Interestingly, he had acknowledged these challenges during his Senate screening, where he emphasised that the Economic and Financial Crimes Commission (EFCC) and the Department of State Services (DSS) must not defy court orders. Responding to inquiries about federal agencies disregarding court directives, Fagbemi, accompanied by over 10 senior advocates during the screening, discussed the need for the DSS and EFCC to investigate before arresting, rather than arresting before investigation.

 Regarding a President’s response to the violation of court orders, he added, “I think with respect, you will not find the President flouting any order because the Attorney General will be made a party to.”

He also suggested the merger of the EFCC and ICPC. According to him, one of the anti-graft agencies should be for the sole purpose of investigation while the other exclusively pursues prosecution.

 He underscored the importance of thorough investigations into corruption cases, exemplifying this with the case of an international fraudster, Ramon Olorunwa Abbas, more commonly known as Hushpuppi, who the Federal Bureau of Investigation (FBI) conducted an extensive covert investigation leading to his conviction by a United States court.

 When queried by the lawmakers about his approach to handling cases involving unexplained wealth, Fagbemi expressed, “Truth be told, we fight corruption but at the same time, the way it is being fought in Nigeria leaves much to be desired. That is the truth.”

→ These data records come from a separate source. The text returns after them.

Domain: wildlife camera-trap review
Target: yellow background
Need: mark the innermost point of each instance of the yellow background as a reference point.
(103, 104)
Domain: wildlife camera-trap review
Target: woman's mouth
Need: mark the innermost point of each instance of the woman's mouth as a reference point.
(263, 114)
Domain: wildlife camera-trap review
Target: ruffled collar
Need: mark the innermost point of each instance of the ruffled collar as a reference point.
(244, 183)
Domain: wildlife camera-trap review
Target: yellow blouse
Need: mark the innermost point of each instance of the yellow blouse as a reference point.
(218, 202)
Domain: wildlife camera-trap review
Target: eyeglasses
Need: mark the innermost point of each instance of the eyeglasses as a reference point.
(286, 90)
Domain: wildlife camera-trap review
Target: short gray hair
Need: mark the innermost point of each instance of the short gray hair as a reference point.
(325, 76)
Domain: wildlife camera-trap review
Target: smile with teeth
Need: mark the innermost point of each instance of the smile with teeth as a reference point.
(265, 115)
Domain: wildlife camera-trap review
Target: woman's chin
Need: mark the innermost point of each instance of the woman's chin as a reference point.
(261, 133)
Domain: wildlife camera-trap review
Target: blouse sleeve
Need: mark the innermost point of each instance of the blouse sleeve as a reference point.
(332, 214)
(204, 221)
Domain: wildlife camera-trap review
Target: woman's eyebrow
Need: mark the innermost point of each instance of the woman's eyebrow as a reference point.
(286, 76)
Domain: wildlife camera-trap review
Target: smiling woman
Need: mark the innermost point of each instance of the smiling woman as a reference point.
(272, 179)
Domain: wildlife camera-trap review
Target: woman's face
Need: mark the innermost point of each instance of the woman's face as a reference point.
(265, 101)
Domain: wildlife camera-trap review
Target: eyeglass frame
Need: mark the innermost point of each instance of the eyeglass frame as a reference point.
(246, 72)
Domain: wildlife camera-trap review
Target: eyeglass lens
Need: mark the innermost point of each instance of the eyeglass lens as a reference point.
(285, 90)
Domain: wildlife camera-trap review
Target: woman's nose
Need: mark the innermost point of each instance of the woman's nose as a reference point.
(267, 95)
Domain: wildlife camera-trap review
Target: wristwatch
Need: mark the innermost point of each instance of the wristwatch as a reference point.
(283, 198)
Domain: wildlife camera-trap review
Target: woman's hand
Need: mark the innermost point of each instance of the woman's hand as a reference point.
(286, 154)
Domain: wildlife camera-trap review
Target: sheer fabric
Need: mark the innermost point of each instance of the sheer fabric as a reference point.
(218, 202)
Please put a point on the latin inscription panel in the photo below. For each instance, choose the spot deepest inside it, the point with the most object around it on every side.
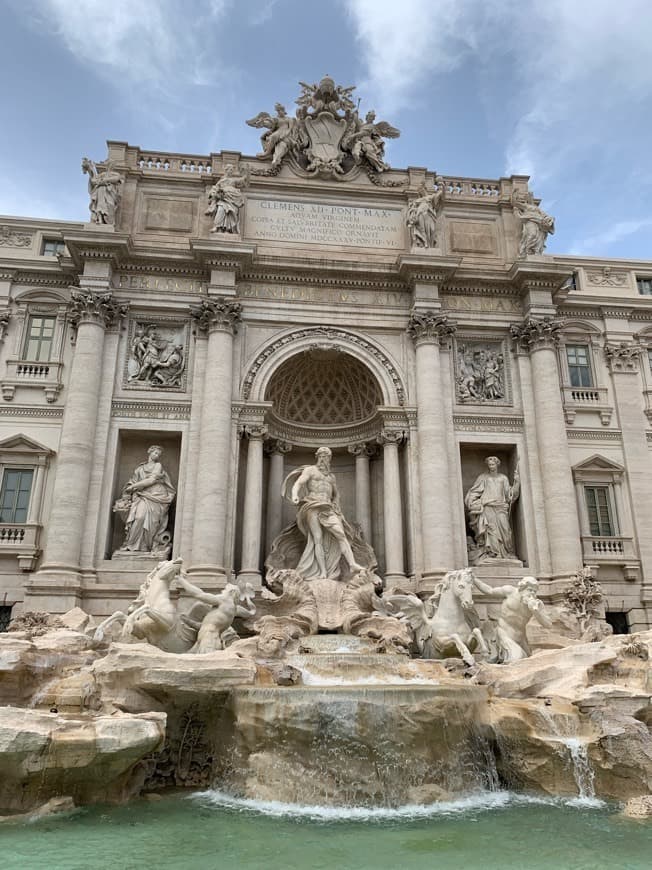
(321, 223)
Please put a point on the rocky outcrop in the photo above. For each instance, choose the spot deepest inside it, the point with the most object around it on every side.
(92, 758)
(140, 677)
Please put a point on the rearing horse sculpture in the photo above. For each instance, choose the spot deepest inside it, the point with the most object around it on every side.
(447, 624)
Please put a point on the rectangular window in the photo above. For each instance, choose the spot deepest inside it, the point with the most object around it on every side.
(579, 367)
(40, 333)
(14, 495)
(598, 504)
(52, 247)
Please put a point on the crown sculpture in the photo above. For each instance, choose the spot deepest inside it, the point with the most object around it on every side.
(326, 136)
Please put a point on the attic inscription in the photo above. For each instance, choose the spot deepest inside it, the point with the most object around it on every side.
(324, 223)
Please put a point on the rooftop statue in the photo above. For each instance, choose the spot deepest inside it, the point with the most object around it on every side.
(327, 135)
(422, 215)
(225, 200)
(536, 225)
(104, 190)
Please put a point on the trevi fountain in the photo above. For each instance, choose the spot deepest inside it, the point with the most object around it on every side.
(329, 704)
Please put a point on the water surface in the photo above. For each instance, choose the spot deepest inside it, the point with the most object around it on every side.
(211, 830)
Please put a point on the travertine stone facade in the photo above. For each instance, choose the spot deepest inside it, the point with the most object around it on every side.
(315, 319)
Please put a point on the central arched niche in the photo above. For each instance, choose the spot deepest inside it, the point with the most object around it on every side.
(323, 388)
(326, 396)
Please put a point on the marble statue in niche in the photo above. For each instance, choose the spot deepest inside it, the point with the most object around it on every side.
(320, 544)
(422, 215)
(157, 358)
(104, 190)
(536, 225)
(144, 505)
(480, 372)
(225, 200)
(489, 504)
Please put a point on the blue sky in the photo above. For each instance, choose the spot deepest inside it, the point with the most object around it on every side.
(557, 89)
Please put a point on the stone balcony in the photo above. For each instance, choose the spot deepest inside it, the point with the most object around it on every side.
(20, 540)
(23, 373)
(586, 399)
(611, 550)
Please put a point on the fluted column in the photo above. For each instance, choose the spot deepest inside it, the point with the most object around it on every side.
(274, 521)
(90, 313)
(253, 505)
(392, 506)
(363, 453)
(218, 317)
(428, 329)
(540, 336)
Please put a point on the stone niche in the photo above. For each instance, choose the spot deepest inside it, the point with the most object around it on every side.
(132, 452)
(473, 464)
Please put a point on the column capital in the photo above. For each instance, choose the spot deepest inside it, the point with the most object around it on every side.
(391, 436)
(88, 307)
(217, 314)
(275, 445)
(363, 448)
(254, 431)
(623, 357)
(535, 333)
(430, 326)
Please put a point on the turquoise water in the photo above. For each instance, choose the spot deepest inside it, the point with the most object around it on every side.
(209, 831)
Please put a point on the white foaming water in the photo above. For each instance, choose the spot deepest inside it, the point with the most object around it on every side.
(311, 679)
(479, 801)
(582, 770)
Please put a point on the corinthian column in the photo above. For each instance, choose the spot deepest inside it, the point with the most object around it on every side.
(363, 453)
(540, 336)
(218, 317)
(90, 314)
(253, 506)
(429, 329)
(274, 519)
(392, 507)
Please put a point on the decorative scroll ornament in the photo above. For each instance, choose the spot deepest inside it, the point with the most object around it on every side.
(327, 136)
(623, 357)
(537, 332)
(430, 326)
(218, 313)
(95, 307)
(11, 238)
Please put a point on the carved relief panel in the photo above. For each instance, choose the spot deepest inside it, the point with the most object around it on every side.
(157, 354)
(482, 374)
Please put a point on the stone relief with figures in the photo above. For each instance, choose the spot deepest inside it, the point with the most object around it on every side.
(481, 375)
(327, 136)
(157, 355)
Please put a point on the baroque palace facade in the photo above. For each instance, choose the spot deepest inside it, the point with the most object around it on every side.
(239, 312)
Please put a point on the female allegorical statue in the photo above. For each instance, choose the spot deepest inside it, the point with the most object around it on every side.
(144, 506)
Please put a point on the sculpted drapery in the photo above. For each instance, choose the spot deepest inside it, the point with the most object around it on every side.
(144, 505)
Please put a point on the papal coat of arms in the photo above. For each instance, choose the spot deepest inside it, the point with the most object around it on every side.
(326, 136)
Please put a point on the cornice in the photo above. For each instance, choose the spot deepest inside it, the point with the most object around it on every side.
(98, 244)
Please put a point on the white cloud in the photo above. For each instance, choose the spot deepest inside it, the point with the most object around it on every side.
(160, 42)
(571, 70)
(596, 244)
(403, 42)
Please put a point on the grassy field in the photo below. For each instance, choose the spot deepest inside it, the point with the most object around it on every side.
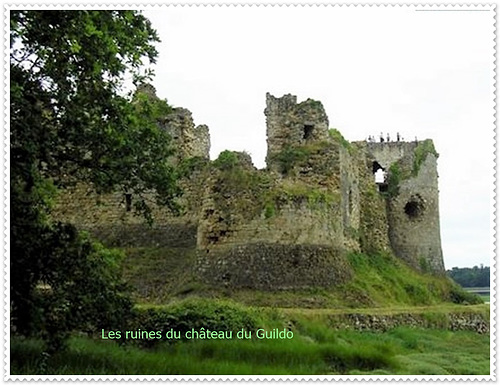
(314, 349)
(169, 296)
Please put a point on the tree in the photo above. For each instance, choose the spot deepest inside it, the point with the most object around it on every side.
(72, 122)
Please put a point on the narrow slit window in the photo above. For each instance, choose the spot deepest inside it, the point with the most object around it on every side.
(308, 130)
(128, 201)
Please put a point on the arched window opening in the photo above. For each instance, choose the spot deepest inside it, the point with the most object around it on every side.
(308, 130)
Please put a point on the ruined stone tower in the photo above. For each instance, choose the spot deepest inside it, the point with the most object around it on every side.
(292, 225)
(413, 202)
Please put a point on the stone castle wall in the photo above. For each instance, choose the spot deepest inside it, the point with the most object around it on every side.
(291, 225)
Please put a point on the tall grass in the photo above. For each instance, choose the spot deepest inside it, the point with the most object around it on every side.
(315, 349)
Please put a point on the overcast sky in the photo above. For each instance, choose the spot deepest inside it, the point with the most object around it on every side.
(420, 73)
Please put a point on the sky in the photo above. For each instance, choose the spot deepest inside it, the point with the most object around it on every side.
(424, 74)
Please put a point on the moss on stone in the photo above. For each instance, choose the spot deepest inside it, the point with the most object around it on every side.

Will Fagbemi be an AGF that will properly advise the government on the constitutional and legal issues, one that upholds the rule of law and denounces lawlessness like disobedience of court orders? Will he hold a promise as an AGF that truly represents the interest of the public in legal proceedings for the enforcement of law and the assertion and protection of public rights?

Given the fact that it is the function of the Attorney General to advise the government on the constitutionality of policies and actions taken or embarked upon by the government, in addition to providing legal services to support law enforcement agencies and every department or institution of government, a lot of issues on rule of law and constitutionality in a nation definitely rests on the office of the AGF.

With his enormous wealth of experience, it is expected that he will tackle these challenges frontally.